NHK「ニュースウオッチ9」で気象キャスターを務め、2021年に放映された朝の連続テレビ小説「おかえりモネ」でも気象考証を担当した斉田季実治さん。プライベートでは男の子3人のパパでもあります。この連載では、防災士や危機管理士、星空案内人など、さまざまな顔を持つ斉田さんが、親目線で天気や防災、宇宙について語っていきます。

地域による天気や気候の違いに気づいた子ども時代が今の原点

 皆さん、初めまして。気象予報士の斉田季実治です。私は父が林野庁に勤めていたので転勤が多く、子どもの頃はしょっちゅう引っ越ししていました。幼児期を過ごした秋田県の上小阿仁(かみこあに)村は豪雪地帯で、冬は雪が1メートル以上も積もるところでした。東京に引っ越してきたら、冬は晴れていることが多く、天気がまったく違うことに驚いたものです。小学校高学年から高校生まで過ごした熊本には、台風が多く近づきました。

 そんなふうに、子ども時代を全国各地で暮らしたので、幼い頃から「同じ日本でも地域によって天気や気候が違う」という感覚がありました。よく木に登って空や雲を眺めていたので、その頃から気象に興味を持っていたのだと思います。

 その後、大学で海洋気象学を専攻して気象予報士の資格を取りました。北海道での報道記者、九州での気象キャスター経験を経て、2010年に東京のNHKの気象キャスターオーディションに合格。同年から東京で気象情報を担当しています。今出演している番組は平日の夜9時から10時ですが、NHKの気象コーナー全体の打ち合わせなどのため、午後1時過ぎには局に入ります。番組が終わって帰宅するのは11時ごろです。

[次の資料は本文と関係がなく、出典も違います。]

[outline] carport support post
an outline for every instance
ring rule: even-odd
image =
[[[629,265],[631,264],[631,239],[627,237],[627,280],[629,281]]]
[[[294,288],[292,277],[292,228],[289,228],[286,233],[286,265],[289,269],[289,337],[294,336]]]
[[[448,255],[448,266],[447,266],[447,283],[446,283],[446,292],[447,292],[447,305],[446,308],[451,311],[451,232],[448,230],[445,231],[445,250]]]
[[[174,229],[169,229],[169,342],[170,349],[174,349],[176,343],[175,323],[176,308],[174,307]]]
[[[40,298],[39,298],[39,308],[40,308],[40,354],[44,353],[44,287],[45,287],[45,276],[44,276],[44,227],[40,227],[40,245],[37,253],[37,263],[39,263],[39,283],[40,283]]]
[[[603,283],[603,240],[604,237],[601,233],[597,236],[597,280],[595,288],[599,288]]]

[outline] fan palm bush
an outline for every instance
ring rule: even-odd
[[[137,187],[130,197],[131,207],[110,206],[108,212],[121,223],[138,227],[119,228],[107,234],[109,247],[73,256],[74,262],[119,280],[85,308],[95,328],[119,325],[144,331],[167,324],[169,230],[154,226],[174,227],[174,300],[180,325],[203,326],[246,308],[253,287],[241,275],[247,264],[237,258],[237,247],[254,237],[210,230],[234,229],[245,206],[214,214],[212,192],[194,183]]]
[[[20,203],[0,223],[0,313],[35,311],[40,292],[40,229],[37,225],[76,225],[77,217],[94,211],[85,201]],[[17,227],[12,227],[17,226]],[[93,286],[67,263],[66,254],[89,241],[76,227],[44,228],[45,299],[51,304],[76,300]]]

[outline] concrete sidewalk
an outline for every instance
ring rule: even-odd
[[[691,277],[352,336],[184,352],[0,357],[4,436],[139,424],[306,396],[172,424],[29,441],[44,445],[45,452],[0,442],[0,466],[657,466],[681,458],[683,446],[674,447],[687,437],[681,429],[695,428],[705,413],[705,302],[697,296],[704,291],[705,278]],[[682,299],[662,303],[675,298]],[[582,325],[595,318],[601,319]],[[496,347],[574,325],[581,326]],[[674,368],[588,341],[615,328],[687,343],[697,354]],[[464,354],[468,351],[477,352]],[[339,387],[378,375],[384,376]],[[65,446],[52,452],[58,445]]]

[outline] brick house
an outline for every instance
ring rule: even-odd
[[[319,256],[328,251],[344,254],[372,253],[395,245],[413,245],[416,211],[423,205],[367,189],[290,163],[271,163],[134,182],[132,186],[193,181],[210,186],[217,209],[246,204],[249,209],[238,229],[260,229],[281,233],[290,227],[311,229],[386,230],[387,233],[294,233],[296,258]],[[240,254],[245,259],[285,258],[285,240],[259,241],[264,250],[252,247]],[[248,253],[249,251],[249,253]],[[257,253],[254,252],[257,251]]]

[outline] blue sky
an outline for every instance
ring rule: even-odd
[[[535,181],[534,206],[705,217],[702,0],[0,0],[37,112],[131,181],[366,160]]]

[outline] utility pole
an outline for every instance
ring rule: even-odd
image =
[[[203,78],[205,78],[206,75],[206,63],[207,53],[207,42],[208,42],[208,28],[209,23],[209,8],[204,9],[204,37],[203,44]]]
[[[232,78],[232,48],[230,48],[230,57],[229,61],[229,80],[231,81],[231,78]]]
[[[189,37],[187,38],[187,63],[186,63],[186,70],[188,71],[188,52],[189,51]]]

 私には中学1年生、小学4年生と4歳の息子がいます。彼らは夜9時ごろには寝てしまうため、放送はあまり見たことがありません。長男は、私の番組を見てくれている友だちから「見ないの?」と聞かれるそうですが、「お天気のことなら直接聞いたほうが早い」と答えているそうです。

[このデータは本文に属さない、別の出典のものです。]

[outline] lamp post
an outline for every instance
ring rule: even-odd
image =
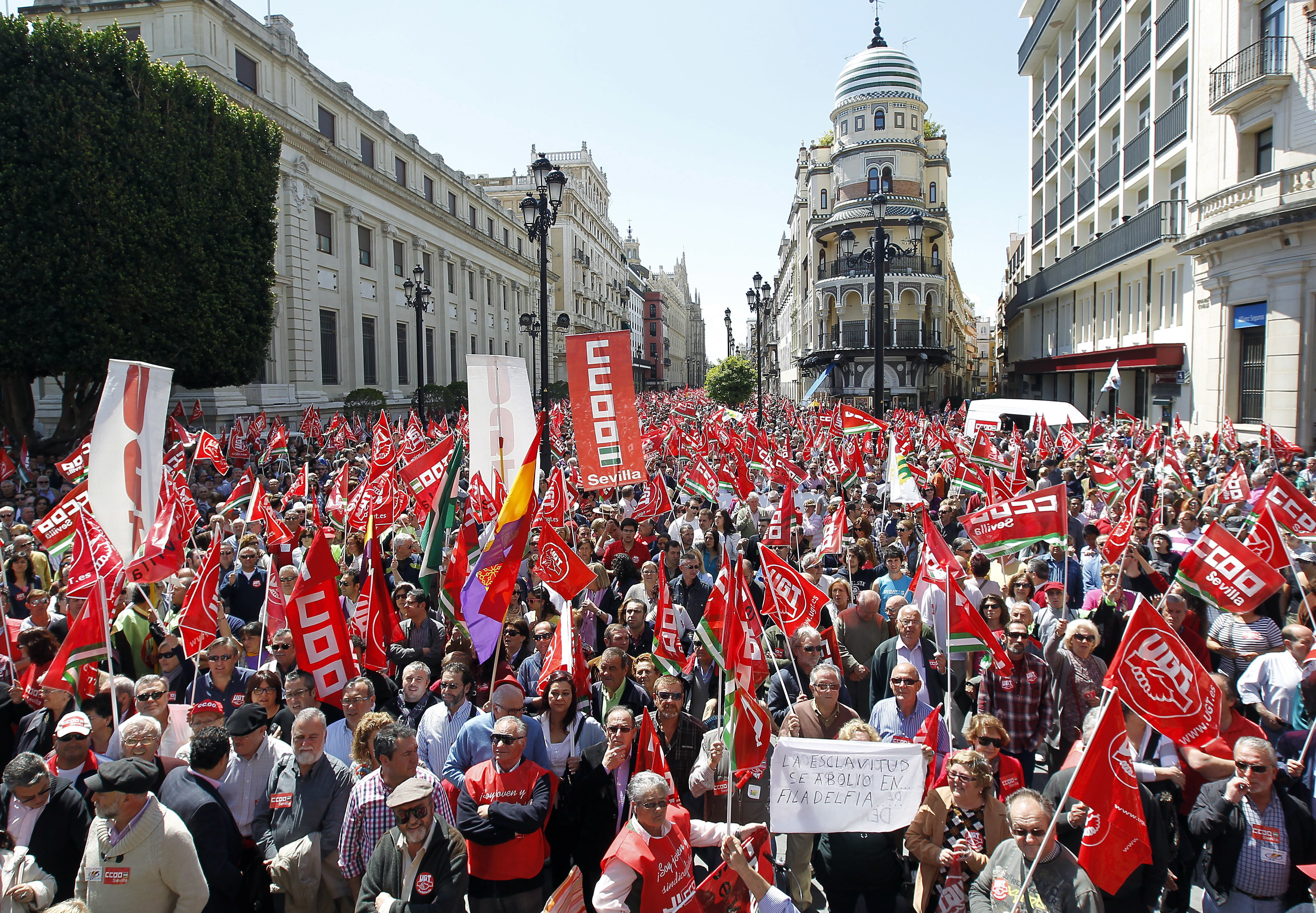
[[[772,285],[754,274],[754,287],[745,292],[749,310],[754,314],[754,375],[758,383],[758,426],[763,426],[763,321],[772,316]]]
[[[429,284],[425,282],[425,267],[416,264],[412,270],[415,280],[403,283],[407,307],[416,308],[416,412],[420,424],[425,425],[425,312],[429,310]],[[430,378],[433,380],[433,378]]]
[[[562,205],[562,191],[567,185],[567,176],[547,157],[541,155],[530,164],[530,175],[534,179],[534,193],[526,193],[521,199],[521,218],[525,220],[525,233],[530,241],[540,243],[540,408],[549,407],[549,229],[558,221],[558,207]],[[532,334],[530,343],[534,343]],[[540,468],[547,478],[551,457],[549,454],[549,435],[540,435]]]
[[[923,216],[915,213],[905,222],[909,229],[909,241],[913,246],[908,250],[899,247],[891,242],[891,237],[883,228],[883,222],[887,217],[887,196],[886,193],[878,193],[873,197],[873,218],[875,222],[875,230],[873,232],[873,241],[867,250],[861,250],[858,254],[854,253],[854,232],[845,229],[837,237],[841,247],[841,255],[846,259],[858,258],[859,262],[867,260],[873,264],[873,276],[875,280],[873,304],[873,414],[882,418],[884,412],[883,408],[883,392],[882,387],[886,380],[883,378],[883,370],[886,367],[887,358],[887,339],[886,339],[886,321],[883,320],[883,312],[886,310],[886,271],[887,262],[896,257],[916,257],[923,245]],[[874,453],[878,449],[878,441],[874,438],[873,442]]]

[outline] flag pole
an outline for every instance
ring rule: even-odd
[[[1113,688],[1103,688],[1101,693],[1101,716],[1098,717],[1098,726],[1101,725],[1101,720],[1105,718],[1105,712],[1112,704],[1112,697],[1115,696]],[[1086,750],[1087,746],[1084,746]],[[1079,764],[1083,762],[1079,760]],[[1078,776],[1078,771],[1074,771],[1074,776]],[[1055,814],[1051,816],[1051,824],[1046,826],[1046,834],[1042,837],[1041,843],[1037,845],[1037,855],[1033,856],[1033,864],[1028,867],[1028,874],[1024,875],[1024,883],[1019,885],[1019,895],[1015,897],[1015,905],[1009,908],[1009,913],[1019,913],[1019,904],[1028,895],[1028,887],[1033,881],[1033,874],[1037,872],[1037,863],[1042,860],[1042,847],[1046,846],[1046,841],[1055,835],[1055,825],[1059,824],[1061,814],[1063,814],[1065,802],[1069,801],[1070,789],[1074,788],[1074,776],[1070,781],[1065,784],[1065,793],[1061,796],[1059,801],[1055,802]]]

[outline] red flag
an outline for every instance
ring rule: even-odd
[[[1088,808],[1078,862],[1096,887],[1112,895],[1134,868],[1152,862],[1134,760],[1115,695],[1101,710],[1092,743],[1083,747],[1070,783],[1070,797]]]
[[[191,595],[191,591],[190,591]],[[316,697],[342,706],[342,687],[357,676],[347,639],[347,622],[338,608],[338,566],[322,531],[316,533],[292,588],[288,628],[297,651],[297,668],[316,679]]]
[[[1211,524],[1179,563],[1175,580],[1220,610],[1249,612],[1279,589],[1284,578],[1257,553]]]
[[[1177,745],[1200,747],[1220,734],[1220,688],[1141,595],[1103,684]]]
[[[644,720],[640,722],[640,734],[636,737],[636,774],[653,771],[667,780],[667,801],[680,805],[680,796],[676,793],[676,780],[667,767],[667,758],[662,753],[662,743],[658,741],[658,730],[654,728],[649,708],[645,708]]]
[[[551,526],[540,530],[540,554],[534,559],[534,572],[544,580],[545,587],[567,601],[594,583],[595,578],[590,566]]]
[[[205,560],[201,562],[201,570],[183,597],[183,614],[179,618],[178,629],[183,641],[183,653],[187,656],[195,656],[215,639],[220,612],[224,609],[224,603],[220,599],[220,546],[224,538],[218,535],[211,539],[211,547],[205,553]],[[334,595],[337,596],[337,592]]]

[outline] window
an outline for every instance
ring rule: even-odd
[[[233,51],[233,75],[238,80],[238,86],[249,88],[253,92],[257,91],[255,61],[242,51]]]
[[[322,136],[329,142],[333,142],[334,137],[337,136],[334,128],[337,125],[338,118],[333,116],[333,112],[325,111],[324,108],[320,108],[318,112],[320,112],[320,136]]]
[[[333,253],[333,216],[324,209],[316,209],[316,250]]]
[[[407,324],[397,324],[397,385],[407,383]]]
[[[1274,166],[1275,132],[1271,128],[1257,132],[1257,174],[1263,175]]]
[[[379,383],[375,375],[375,318],[361,318],[361,374],[367,387]]]
[[[320,312],[320,383],[338,383],[338,312]]]
[[[362,266],[371,266],[371,258],[370,258],[370,250],[371,250],[370,229],[366,228],[365,225],[358,225],[357,226],[357,249],[358,249],[358,251],[361,254],[361,264]]]
[[[1238,343],[1238,421],[1259,422],[1266,401],[1266,328],[1242,330]]]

 子どもたちとは朝しか顔を合わせる機会がないので、朝ご飯は必ず一緒に食べるようにしています。そのとき、長男から「今日のお天気は? 傘はいる?」「折りたたみ傘でいい? 普通の傘がいい?」と聞かれることも多いです。そこで私が上空の空気の状況など、全体的なことから話そうとすると、「それはいいから、結論だけ教えて」と言われます。プロとしても、親としても、どうしてそういう結論になるかを説明したいところですが、思春期を迎えている息子にとっては、わずらわしいのかもしれませんね。

 4歳の三男は保育園に通っています。自転車で送っていくのが私の日課です。久しぶりに晴れた朝は自分で走っていきたがるので、私も保育園までの約900mの道を一緒に走っています。すっきりと晴れた日は少し遠回りをして坂を上り、富士山が見えるルートで保育園に向かうこともあります。雨の日は歩きたがらないので抱っこして登園します(最近はさすがに重いです)。雪の日に、たまたま学校が休みだった次男も一緒に来て、途中で雪だるまを作っていたら思いっきり遅刻したことも。道のりは毎日ほとんど変わらないのですが、天気次第で見えるものもあれば見えないものもあり、一日も同じ日はありません。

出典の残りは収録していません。